PENGELOLAAN KEUANGAN Badan Layanan Umum
11.1. PENGERTIAN Badan Layanan Umum
1.1. Badan Layanan Umum, yang selanjutnya disebut BLU, adalah instansi di lingkungan Pemerintah yang dibentuk untuk memberikan pelayanan kepada masyarakat berupa penyediaan barang dan/atau jasa yang dijual tanpa mengutamakan mencari keuntungan dan dalam melakukan kegiatannya didasarkan pada prinsip efisiensi dan produktivitas.

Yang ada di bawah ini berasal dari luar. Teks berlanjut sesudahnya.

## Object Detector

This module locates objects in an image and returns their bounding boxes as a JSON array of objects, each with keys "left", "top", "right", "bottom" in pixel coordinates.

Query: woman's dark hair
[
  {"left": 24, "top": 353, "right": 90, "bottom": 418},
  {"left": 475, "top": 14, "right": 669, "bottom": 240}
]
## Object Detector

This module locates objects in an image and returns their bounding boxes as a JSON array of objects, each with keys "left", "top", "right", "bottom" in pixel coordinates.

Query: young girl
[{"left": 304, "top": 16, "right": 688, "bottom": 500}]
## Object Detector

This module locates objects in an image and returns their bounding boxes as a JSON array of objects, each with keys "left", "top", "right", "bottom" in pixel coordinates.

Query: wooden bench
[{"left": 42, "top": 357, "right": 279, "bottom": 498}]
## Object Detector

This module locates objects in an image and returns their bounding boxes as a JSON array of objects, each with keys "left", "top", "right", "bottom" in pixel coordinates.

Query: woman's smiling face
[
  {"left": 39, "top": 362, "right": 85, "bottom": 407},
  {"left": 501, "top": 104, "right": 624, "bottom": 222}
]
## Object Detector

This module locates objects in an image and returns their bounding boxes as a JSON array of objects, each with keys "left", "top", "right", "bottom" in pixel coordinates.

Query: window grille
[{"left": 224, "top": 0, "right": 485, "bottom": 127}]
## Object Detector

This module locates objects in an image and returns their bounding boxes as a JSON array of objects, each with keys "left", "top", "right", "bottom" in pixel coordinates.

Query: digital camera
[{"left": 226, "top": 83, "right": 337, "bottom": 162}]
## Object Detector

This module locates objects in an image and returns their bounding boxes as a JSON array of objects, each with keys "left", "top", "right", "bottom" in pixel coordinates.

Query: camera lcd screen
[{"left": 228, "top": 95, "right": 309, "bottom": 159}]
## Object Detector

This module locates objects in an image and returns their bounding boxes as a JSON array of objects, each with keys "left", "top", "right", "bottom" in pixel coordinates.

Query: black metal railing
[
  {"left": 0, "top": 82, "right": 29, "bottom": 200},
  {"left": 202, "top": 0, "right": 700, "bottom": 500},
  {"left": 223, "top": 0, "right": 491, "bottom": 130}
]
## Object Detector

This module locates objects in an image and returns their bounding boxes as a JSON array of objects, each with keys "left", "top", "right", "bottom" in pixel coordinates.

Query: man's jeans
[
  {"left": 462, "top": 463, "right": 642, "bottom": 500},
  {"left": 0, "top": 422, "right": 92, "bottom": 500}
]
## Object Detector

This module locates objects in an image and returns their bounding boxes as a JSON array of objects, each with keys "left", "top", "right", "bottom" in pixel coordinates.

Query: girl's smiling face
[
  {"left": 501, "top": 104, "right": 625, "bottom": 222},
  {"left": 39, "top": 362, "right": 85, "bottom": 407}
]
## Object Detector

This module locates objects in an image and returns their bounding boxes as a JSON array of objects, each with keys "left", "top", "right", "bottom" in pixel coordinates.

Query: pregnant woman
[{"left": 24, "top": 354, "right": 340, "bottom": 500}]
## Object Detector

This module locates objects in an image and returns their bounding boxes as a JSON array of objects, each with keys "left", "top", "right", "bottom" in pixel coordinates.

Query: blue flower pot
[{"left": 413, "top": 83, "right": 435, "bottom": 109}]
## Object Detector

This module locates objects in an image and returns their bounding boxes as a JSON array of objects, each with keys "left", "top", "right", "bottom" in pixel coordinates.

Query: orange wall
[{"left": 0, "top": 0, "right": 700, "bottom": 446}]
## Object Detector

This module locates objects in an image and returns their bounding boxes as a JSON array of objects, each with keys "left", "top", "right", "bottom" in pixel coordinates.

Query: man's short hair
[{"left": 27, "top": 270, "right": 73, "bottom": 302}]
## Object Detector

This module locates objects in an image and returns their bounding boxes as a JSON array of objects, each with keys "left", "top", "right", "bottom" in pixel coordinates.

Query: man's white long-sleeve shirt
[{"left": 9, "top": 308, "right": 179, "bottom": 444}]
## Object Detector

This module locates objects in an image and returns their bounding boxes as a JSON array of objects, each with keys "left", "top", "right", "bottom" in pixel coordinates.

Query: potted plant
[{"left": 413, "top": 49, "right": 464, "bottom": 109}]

1.2. Pola Pengelolaan Keuangan Badan Layanan Umum , yang selanjutnya disebut PPK-BLU, adalah pola pengelolaan keuangan yang memberikan fleksibilitas berupa keleluasaan untuk menerapkan praktek-praktek bisnis yang sehat untuk meningkatkan pelayanan kepada masyarakat dalam rangka memajukan kesejahteraan umum dan mencerdaskan kehidupan bangsa, sebagaimana diatur dalam Peraturan Pemerintah No. 23 Tahun 2005, sebagai pengecualian dari ketentuan pengelolaan keuangan negara pada umumnya.
1.3. Rencana Bisnis dan Anggaran BLU, yang selanjutnya disebut RBA, adalah dokumen perencanaan bisnis dan penganggaran yang berisi program, kegiatan, target kinerja, dan anggaran suatu BLU.
1.4. Standar Pelayanan Minimum adalah spesifikasi teknis tentang tolok ukur layanan minimum yang diberikan oleh BLU kepada masyarakat.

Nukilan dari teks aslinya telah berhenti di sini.